World leaders have failed to deliver commitments made in 2002 to reduce the global rate of biodiversity loss by 2010, and have instead overseen alarming biodiversity declines. These findings are the result of a new paper published in the leading journal Science and represent the first assessment of how the targets made through the 2002 Convention on Biological Diversity (CBD) have not been met.
Compiling over 30 indicators--measures of different aspects of biodiversity, including changes in species' populations and risk of extinction, habitat extent and community composition--the study found no evidence for a significant reduction in the rate of decline of biodiversity, and that the pressures facing biodiversity continue to increase. The synthesis provides overwhelming evidence that the 2010 target has not been achieved.
"Our analysis shows that governments have failed to deliver on the commitments they made in 2002: biodiversity is still being lost as fast as ever, and we have made little headway in reducing the pressures on species, habitats and ecosystems", said Dr Stuart Butchart of the United Nations Environment Programme World Conservation Monitoring Centre and BirdLife International, and the paper's lead author.
"Our data show that 2010 will not be the year that biodiversity loss was halted, but it needs to be the year in which we start taking the issue seriously and substantially increase our efforts to take care of what is left of our planet."
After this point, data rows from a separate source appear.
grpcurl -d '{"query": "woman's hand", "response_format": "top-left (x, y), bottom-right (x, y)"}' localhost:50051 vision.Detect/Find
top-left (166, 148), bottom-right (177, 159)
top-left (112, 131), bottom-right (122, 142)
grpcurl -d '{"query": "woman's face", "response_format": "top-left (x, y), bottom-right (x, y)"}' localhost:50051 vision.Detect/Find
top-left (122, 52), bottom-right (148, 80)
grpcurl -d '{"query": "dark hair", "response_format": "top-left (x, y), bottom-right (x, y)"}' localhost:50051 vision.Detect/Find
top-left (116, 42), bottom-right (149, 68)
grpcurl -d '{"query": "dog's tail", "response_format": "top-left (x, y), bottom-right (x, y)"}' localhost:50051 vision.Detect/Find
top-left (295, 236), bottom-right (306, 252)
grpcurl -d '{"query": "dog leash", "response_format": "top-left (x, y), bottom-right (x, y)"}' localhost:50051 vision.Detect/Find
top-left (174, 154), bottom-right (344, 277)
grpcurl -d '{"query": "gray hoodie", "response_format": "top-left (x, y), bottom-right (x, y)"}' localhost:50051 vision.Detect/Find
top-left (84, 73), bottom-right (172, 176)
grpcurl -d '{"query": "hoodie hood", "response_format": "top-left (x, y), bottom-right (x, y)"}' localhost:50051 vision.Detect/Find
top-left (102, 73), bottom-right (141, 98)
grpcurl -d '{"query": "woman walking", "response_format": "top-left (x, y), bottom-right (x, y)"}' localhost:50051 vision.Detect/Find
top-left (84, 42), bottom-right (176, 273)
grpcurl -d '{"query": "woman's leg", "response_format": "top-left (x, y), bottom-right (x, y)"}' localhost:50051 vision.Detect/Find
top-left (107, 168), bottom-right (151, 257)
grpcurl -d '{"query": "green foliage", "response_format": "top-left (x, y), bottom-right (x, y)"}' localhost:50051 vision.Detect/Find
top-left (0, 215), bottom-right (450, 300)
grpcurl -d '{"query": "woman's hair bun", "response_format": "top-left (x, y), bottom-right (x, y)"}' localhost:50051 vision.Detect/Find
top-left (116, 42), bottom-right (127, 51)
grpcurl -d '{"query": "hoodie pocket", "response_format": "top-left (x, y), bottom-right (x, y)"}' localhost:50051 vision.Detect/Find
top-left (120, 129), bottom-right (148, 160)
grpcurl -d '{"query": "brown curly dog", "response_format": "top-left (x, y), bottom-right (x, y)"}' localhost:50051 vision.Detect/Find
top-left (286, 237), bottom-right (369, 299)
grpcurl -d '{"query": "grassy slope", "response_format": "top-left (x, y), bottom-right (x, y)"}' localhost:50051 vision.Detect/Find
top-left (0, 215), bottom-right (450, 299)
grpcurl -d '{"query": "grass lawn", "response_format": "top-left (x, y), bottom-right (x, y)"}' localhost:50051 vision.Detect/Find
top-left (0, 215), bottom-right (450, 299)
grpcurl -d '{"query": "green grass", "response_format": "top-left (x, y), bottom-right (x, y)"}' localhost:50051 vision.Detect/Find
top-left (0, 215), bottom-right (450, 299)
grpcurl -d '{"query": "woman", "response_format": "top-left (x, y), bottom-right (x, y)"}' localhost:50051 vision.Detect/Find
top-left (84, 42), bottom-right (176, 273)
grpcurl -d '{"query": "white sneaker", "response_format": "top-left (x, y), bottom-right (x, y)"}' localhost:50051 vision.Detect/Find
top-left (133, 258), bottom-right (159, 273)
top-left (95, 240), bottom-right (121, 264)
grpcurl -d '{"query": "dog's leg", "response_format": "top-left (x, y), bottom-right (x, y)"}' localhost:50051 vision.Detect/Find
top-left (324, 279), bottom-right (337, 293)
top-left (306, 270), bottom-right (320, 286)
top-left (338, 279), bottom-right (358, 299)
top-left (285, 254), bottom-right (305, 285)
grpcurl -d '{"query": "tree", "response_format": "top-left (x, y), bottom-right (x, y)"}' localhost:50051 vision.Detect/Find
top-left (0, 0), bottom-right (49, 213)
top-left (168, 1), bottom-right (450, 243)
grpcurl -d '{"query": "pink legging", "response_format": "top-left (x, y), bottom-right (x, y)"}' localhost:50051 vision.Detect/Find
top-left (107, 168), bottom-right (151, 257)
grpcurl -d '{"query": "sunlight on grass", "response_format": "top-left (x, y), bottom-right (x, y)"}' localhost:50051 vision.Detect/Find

The indicators included in the study were developed and synthesised through the 2010 Biodiversity Indicators Partnership--a collaboration of over 40 international organizations and agencies developing global biodiversity indicators and the leading source of information on trends in global biodiversity.
Among these indicators was the Ecological Footprint, which measures the aggregate demand that human activities, through consumption of resources and emission of carbon dioxide, place on ecosystems and species.
"A better understanding of the connections between the Ecological Footprint and biodiversity loss is fundamental to slowing, halting and reversing the ongoing declines in these ecosystems and in populations of wild species," said Dr. Alessandro Galli, senior scientist for Global Footprint Network and co-author of the study.
Among the drivers of threats to biodiversity are human demands for food, water, energy and materials, according to Galli. Such threats include climate change, pollution, habitat loss, as well as over-exploitation of resources and species.
"Since 1970, we have reduced animal populations by 30%, the area of mangroves and sea grasses by 20% and the coverage of living corals by 40%," said the United Nations Environment Programme's Chief Scientist Prof Joseph Alcamo. "These losses are clearly unsustainable, since biodiversity makes a key contribution to human well-being and sustainable development, as recognised by the UN Millennium Development Goals."